Downsizing has fallen out of favour with older homeowners, with more and more purchasing their dream retirement property and then renting it out until they are ready to move in.

According to research released today by Prudential, 20 per cent of over-55s would consider making a buy to let investment with the intention of living in it themselves one day, while a third (32 per cent) of those who already have a buy to let property are thinking about moving into it some time in the future.

However, when asked how they intended to fund their purchase, around half (52 per cent) said they would take a lump sum from their pension.

"The advent of older people opting to buy-to-let-to-retire is an interesting development, and in a post-pension freedoms world its appeal is understandable," said Stan Russell, a retirement expert at Prudential. "However, there are a number of risks involved for anyone looking to take money from their pension savings, irrespective of the reasons."

Since the pension freedoms came into force last April, those aged 55 or over are able to withdraw money from their pensions pot without first purchasing an annuity.
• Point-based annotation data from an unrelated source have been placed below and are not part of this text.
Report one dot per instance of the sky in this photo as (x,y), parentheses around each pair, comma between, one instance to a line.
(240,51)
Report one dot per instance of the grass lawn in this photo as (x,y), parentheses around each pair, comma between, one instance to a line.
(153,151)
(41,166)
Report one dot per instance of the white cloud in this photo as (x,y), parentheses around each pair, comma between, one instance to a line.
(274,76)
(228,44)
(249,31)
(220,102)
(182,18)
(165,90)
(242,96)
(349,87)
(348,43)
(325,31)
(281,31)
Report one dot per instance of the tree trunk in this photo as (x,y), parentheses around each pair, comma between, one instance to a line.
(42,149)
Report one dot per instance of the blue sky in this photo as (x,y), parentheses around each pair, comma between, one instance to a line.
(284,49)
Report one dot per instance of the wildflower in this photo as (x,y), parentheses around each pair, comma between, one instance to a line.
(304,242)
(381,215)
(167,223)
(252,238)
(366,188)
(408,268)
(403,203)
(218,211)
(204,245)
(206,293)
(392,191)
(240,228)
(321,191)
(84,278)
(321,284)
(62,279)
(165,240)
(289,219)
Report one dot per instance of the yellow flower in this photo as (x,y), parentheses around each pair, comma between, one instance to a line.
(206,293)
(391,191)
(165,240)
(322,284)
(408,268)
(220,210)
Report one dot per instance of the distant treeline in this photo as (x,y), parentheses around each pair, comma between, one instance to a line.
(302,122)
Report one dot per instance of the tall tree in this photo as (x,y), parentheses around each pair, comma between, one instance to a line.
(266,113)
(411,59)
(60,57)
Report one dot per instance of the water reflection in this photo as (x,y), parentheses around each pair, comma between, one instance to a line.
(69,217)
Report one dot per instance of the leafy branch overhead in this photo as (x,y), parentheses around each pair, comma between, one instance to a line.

Russell continued: "The simplest approach for most people looking to give themselves choices and secure their ideal home when they retire is to save as much as possible into a pension as early as possible in their working life."

From 1 April this year, an additional three per cent will be charged on stamp duty land tax (SDLT) for those purchasing a buy to let property. The new charge was announced in last November's Autumn Statement.

Government launched a consultation into the new higher rate of SDLT in December last year and is currently analysing the feedback it received.